“Her insanın ölümü kendine aittir ve herkes kendi tarzını belirleyebilmelidir. Belki, yalnızca insanın yaşamını elinden almaya ilişkin bir hak düşünülebilir. Ama insanın ölümünü elinden almaya kimsenin hakkı yoktur.
İnsanlar, zihinleri yasaklar veya önyargılar tarafından kıskıvrak bağlanmadan ve cehaleti gerilemekten başka bir kaygı taşımadan kendi yollarında yürümeyi başarırlarsa, başkalarından çok daha hızlı ilerleyebilir ve çok öne geçebilirler.
İnsanlık kocaman bir çocuğa benzer. İnsanlar kendi aralarındaki anlaşmazlıkları hep kavga ve gürültüyle hallederler. Tanrı ve iyilik fikirlerini bile sopayla savunmak isterler. Bilgi ve felsefeyi oyuncak ve eğlence haline getirirler.
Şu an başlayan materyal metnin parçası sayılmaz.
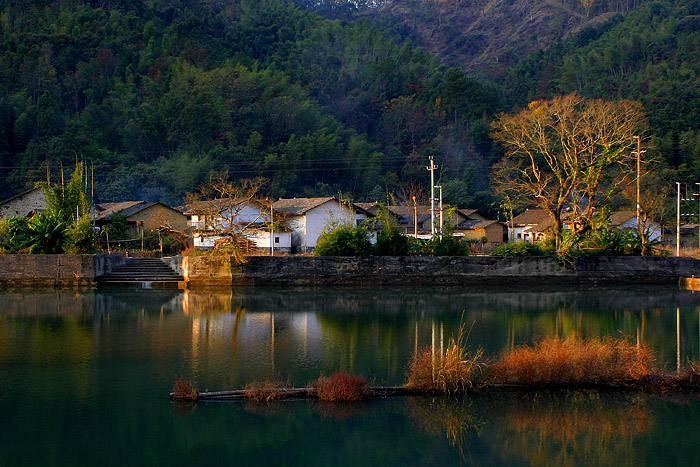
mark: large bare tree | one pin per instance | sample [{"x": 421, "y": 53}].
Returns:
[
  {"x": 219, "y": 205},
  {"x": 570, "y": 153}
]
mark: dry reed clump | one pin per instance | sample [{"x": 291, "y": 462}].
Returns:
[
  {"x": 454, "y": 371},
  {"x": 341, "y": 387},
  {"x": 553, "y": 360},
  {"x": 689, "y": 376},
  {"x": 265, "y": 391},
  {"x": 183, "y": 390}
]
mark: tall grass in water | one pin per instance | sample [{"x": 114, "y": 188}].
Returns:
[
  {"x": 341, "y": 387},
  {"x": 553, "y": 360},
  {"x": 183, "y": 390},
  {"x": 265, "y": 391},
  {"x": 455, "y": 370}
]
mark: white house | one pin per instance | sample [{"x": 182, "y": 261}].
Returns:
[
  {"x": 530, "y": 226},
  {"x": 210, "y": 220},
  {"x": 23, "y": 204},
  {"x": 308, "y": 217}
]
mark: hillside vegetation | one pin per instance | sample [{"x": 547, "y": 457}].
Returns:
[
  {"x": 652, "y": 55},
  {"x": 157, "y": 95},
  {"x": 482, "y": 37}
]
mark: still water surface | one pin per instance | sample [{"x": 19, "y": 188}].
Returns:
[{"x": 84, "y": 377}]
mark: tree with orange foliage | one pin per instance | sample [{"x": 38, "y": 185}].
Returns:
[{"x": 569, "y": 155}]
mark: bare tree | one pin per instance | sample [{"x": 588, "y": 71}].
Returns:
[
  {"x": 568, "y": 153},
  {"x": 219, "y": 205},
  {"x": 655, "y": 203}
]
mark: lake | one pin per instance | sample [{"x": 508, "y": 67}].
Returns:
[{"x": 85, "y": 374}]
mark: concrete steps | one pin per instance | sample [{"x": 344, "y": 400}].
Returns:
[{"x": 142, "y": 271}]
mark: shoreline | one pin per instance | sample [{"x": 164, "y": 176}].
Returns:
[{"x": 483, "y": 271}]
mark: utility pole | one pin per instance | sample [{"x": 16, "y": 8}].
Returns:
[
  {"x": 415, "y": 218},
  {"x": 440, "y": 187},
  {"x": 272, "y": 233},
  {"x": 698, "y": 195},
  {"x": 639, "y": 178},
  {"x": 639, "y": 157},
  {"x": 432, "y": 168},
  {"x": 678, "y": 220}
]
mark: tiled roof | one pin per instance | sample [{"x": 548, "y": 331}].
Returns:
[
  {"x": 366, "y": 206},
  {"x": 299, "y": 206},
  {"x": 106, "y": 210},
  {"x": 18, "y": 195},
  {"x": 127, "y": 208},
  {"x": 532, "y": 217}
]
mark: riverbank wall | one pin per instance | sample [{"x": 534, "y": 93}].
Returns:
[
  {"x": 426, "y": 270},
  {"x": 208, "y": 271},
  {"x": 56, "y": 270}
]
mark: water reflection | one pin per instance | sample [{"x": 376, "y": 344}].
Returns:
[{"x": 87, "y": 369}]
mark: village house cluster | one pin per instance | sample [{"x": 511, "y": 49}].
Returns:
[{"x": 294, "y": 225}]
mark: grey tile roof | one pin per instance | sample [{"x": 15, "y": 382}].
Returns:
[{"x": 298, "y": 206}]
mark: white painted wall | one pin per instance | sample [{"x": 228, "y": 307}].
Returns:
[
  {"x": 261, "y": 238},
  {"x": 34, "y": 201},
  {"x": 323, "y": 216}
]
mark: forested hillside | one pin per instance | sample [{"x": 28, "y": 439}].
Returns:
[
  {"x": 652, "y": 55},
  {"x": 482, "y": 37},
  {"x": 157, "y": 95}
]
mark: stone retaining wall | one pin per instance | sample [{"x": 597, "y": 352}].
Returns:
[
  {"x": 55, "y": 270},
  {"x": 425, "y": 270}
]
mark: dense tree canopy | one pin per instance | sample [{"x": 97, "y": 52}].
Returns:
[
  {"x": 157, "y": 95},
  {"x": 570, "y": 152}
]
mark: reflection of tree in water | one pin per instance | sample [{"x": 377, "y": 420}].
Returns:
[
  {"x": 567, "y": 429},
  {"x": 341, "y": 411},
  {"x": 444, "y": 417}
]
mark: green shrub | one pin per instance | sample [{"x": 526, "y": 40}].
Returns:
[
  {"x": 345, "y": 240},
  {"x": 80, "y": 237},
  {"x": 518, "y": 249},
  {"x": 12, "y": 231},
  {"x": 391, "y": 242},
  {"x": 45, "y": 233}
]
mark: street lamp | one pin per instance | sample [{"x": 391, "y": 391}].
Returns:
[
  {"x": 639, "y": 165},
  {"x": 415, "y": 218}
]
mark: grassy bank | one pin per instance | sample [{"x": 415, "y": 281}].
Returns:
[{"x": 550, "y": 363}]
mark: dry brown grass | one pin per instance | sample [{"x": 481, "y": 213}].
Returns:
[
  {"x": 689, "y": 376},
  {"x": 341, "y": 387},
  {"x": 183, "y": 390},
  {"x": 553, "y": 360},
  {"x": 456, "y": 370},
  {"x": 265, "y": 391}
]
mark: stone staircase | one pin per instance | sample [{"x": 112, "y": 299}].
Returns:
[{"x": 143, "y": 272}]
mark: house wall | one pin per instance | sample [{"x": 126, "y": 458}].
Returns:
[
  {"x": 56, "y": 270},
  {"x": 157, "y": 216},
  {"x": 652, "y": 227},
  {"x": 297, "y": 225},
  {"x": 21, "y": 206},
  {"x": 261, "y": 238},
  {"x": 493, "y": 233},
  {"x": 252, "y": 214},
  {"x": 320, "y": 217}
]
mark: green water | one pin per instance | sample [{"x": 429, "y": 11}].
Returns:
[{"x": 84, "y": 377}]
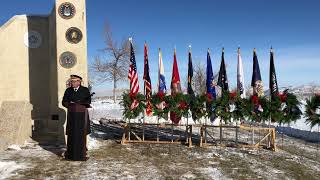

Talihsiz ulus, talihsiz insanlar! Hem soyulurlar, hem de birbirlerini soyarlar. Tanrı sevgisi için kocaman tapınaklar yapıyorlar. Sonra bu tapınağın önündeki meydanlıkta binlerce insanı diri diri yakıyorlar. Bazıları da Tanrı aşkı için ölüyor.